A third factor is that sometimes there is a miscommunication, usually because I have asked the wrong question. For example, I may say “how hard is it to replace your own car window if someone breaks it?” The question I should ask is “When you have a broken car window, is this something where it makes more sense to buy the part yourself and can be replaced using normal household tools, or it is complicated/extremely time consuming such that a professional shop should be used?” The answer I get is how to do the replacement, which would be interesting to know if it was a quick explanation, but not so much if it goes into great detail such that I couldn’t easily determine the answer to the real question I should have asked…

1> You can’t help people who don’t want to be helped.
1a> People arguing with you when you’re trying to help don’t want to be helped.
1a1> Except when you’re being a dick and either not actually helping, or making it far more complicated than it needs to be. In that case, stop being a passive-aggressive dick and find an actual excuse for not helping.

In the OP;

Situation 1: Stop looking already.
“Oh, don’t bother”
Are you sure?
“Yes, it’s not worth the time.”
OK (and go about your day)

Situation 2: You were asked to do it later. So STFU and do it later.
“Let’s fix it in the evening”
OK (and go about your day)

Noticing the pattern?

Personally I find that advice unrequested, overly complicated, and not particularly helpful.

That reminds me something that happened a few months ago. I was at my parents house and their gutters were overflowing which prompted my sister to ask me what gutters were for. I thought about it for a second and said “Well, there’s four reasons” at which point she quickly cut me off and said “Nevermind” and I said “You just wanted, like, a yes or no answer didn’t you” her facial expression said that’s pretty much what she was looking for. I shrugged and reminded her that she’s the one that asked me, so if she ever does want to know, I’m right here.

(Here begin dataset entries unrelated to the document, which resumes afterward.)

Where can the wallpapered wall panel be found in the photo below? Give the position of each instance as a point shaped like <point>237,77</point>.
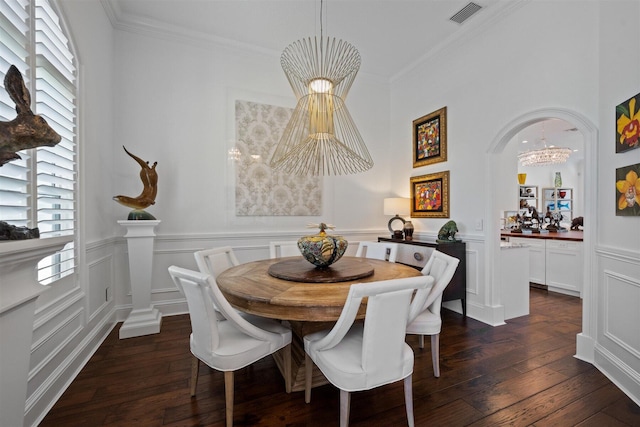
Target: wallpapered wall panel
<point>260,190</point>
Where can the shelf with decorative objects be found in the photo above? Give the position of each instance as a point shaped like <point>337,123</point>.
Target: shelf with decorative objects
<point>558,200</point>
<point>527,196</point>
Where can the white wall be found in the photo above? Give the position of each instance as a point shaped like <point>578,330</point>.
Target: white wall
<point>514,68</point>
<point>73,316</point>
<point>175,105</point>
<point>617,348</point>
<point>181,114</point>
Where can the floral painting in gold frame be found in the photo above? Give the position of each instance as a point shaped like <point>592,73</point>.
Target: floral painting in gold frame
<point>628,190</point>
<point>430,138</point>
<point>430,195</point>
<point>628,124</point>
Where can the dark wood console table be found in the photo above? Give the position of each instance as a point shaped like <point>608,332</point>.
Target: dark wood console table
<point>457,288</point>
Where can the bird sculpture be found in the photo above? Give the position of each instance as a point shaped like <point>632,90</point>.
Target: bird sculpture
<point>149,178</point>
<point>27,130</point>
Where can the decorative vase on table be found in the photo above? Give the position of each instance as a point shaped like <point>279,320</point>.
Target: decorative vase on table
<point>322,249</point>
<point>408,230</point>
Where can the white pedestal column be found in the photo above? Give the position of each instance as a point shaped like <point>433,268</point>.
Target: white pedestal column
<point>144,319</point>
<point>19,289</point>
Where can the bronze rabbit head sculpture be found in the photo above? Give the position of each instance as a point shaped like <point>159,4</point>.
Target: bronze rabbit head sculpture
<point>27,130</point>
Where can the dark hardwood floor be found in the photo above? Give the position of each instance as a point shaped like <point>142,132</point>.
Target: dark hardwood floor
<point>521,374</point>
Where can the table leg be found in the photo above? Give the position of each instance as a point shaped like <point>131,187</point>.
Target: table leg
<point>299,330</point>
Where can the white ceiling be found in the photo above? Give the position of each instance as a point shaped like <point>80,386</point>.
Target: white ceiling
<point>391,35</point>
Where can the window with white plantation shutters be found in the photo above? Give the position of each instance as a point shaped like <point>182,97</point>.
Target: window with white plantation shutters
<point>40,189</point>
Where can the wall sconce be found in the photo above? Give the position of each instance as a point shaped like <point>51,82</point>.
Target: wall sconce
<point>396,206</point>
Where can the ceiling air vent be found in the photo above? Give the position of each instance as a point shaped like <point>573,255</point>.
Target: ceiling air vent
<point>465,13</point>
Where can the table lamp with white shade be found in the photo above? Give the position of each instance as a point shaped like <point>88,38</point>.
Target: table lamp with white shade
<point>396,206</point>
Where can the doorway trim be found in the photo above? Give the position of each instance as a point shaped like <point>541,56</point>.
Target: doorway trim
<point>585,339</point>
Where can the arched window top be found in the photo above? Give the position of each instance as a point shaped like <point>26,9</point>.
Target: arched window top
<point>40,189</point>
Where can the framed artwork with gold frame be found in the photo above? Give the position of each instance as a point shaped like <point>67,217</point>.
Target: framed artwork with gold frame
<point>430,138</point>
<point>430,195</point>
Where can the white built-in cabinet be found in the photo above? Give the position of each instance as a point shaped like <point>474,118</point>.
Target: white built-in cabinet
<point>555,263</point>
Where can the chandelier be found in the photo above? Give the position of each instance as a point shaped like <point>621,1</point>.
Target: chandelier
<point>544,156</point>
<point>321,137</point>
<point>548,155</point>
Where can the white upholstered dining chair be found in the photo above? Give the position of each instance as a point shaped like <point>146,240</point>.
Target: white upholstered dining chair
<point>230,343</point>
<point>428,321</point>
<point>214,261</point>
<point>364,355</point>
<point>386,251</point>
<point>284,249</point>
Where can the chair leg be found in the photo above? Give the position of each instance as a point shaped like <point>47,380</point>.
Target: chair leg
<point>195,367</point>
<point>435,354</point>
<point>308,373</point>
<point>408,399</point>
<point>228,396</point>
<point>286,359</point>
<point>345,404</point>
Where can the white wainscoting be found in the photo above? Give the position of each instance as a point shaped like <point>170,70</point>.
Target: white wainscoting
<point>617,349</point>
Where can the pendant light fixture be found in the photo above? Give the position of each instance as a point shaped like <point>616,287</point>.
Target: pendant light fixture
<point>547,155</point>
<point>321,137</point>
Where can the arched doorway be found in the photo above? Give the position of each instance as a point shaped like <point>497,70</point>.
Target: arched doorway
<point>584,343</point>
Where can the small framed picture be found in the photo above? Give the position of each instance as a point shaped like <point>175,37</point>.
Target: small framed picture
<point>628,190</point>
<point>628,124</point>
<point>430,195</point>
<point>430,138</point>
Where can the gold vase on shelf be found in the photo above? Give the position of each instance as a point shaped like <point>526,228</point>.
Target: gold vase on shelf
<point>522,178</point>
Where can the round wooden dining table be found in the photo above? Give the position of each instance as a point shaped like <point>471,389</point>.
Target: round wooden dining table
<point>310,299</point>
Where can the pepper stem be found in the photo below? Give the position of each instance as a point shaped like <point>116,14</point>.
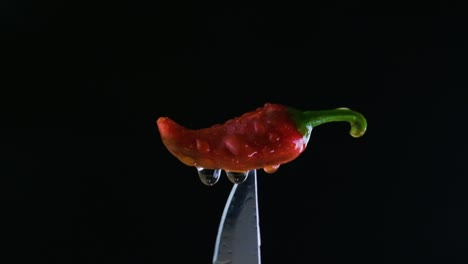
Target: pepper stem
<point>306,120</point>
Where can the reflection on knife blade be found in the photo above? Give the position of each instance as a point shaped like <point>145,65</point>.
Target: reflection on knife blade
<point>238,240</point>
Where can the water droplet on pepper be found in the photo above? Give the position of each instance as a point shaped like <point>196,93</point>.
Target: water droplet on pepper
<point>209,177</point>
<point>271,169</point>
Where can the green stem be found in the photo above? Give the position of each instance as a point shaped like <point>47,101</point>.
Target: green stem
<point>306,120</point>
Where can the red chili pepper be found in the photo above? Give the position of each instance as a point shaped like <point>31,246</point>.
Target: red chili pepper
<point>264,138</point>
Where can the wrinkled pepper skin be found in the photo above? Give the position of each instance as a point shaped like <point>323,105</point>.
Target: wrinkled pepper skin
<point>264,138</point>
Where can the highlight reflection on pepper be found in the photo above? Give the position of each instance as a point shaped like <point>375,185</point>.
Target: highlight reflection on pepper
<point>264,138</point>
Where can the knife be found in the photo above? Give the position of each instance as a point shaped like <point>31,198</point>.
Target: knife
<point>238,238</point>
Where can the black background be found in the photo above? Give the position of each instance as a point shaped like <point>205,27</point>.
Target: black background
<point>85,177</point>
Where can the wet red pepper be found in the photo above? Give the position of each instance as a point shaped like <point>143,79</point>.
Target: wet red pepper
<point>264,138</point>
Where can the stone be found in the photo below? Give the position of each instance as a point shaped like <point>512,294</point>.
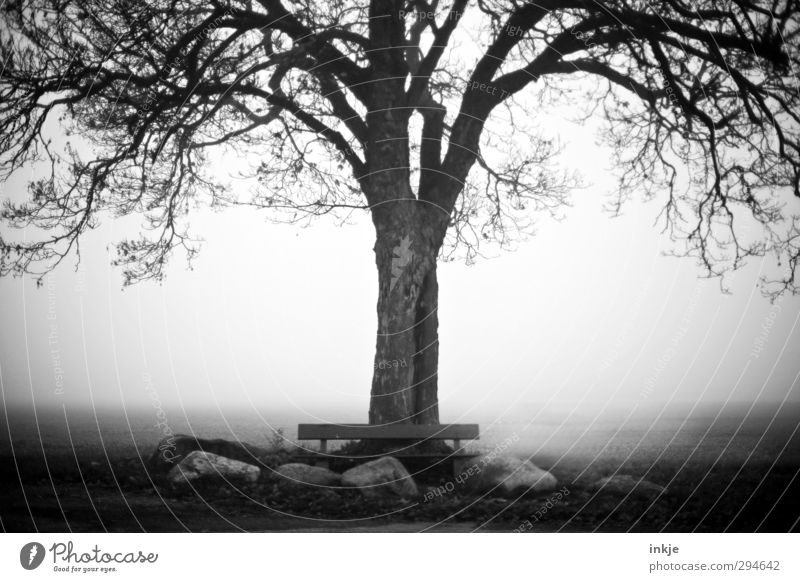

WRT the internet. If your SO is the type of person that just checks her e-mail but doesn’t really spend much time on it, she’s just looking for an answer like “Push the button on top of the thing” or “Hit Control-J and it’ll be fine.” Anything more complicated then that, and you can fix it later, it’s not all that important.

Going back to the gutter thing, at some point she did ask me to explain it to her. As I recall, I got 3 of the 4 things explained when my other sister butted in and they started talking about something else. A few minutes later they finished up and I started back up at which point Sister 2 said “Are you really still talking about this?”

Some people honestly don’t care about this kind of stuff. These things either work or they don’t. If they work, great. If they don’t they call us to fix it. I was (and still am) the kid that would follow the workers around the house watching them to see how they fixed things. My sisters are the ones that lay on the couch while they’re fixing things. So oblivious that the guys fixing the furnace in the basement can ransack the medicine drawer in the kitchen and two medicine cabinets on the second story clearing about 100 (combined) Percocets and Vicodins without anyone noticing…or wondering why the furnace installers are in the kitchen or upstairs bathrooms or linen closets or bedrooms.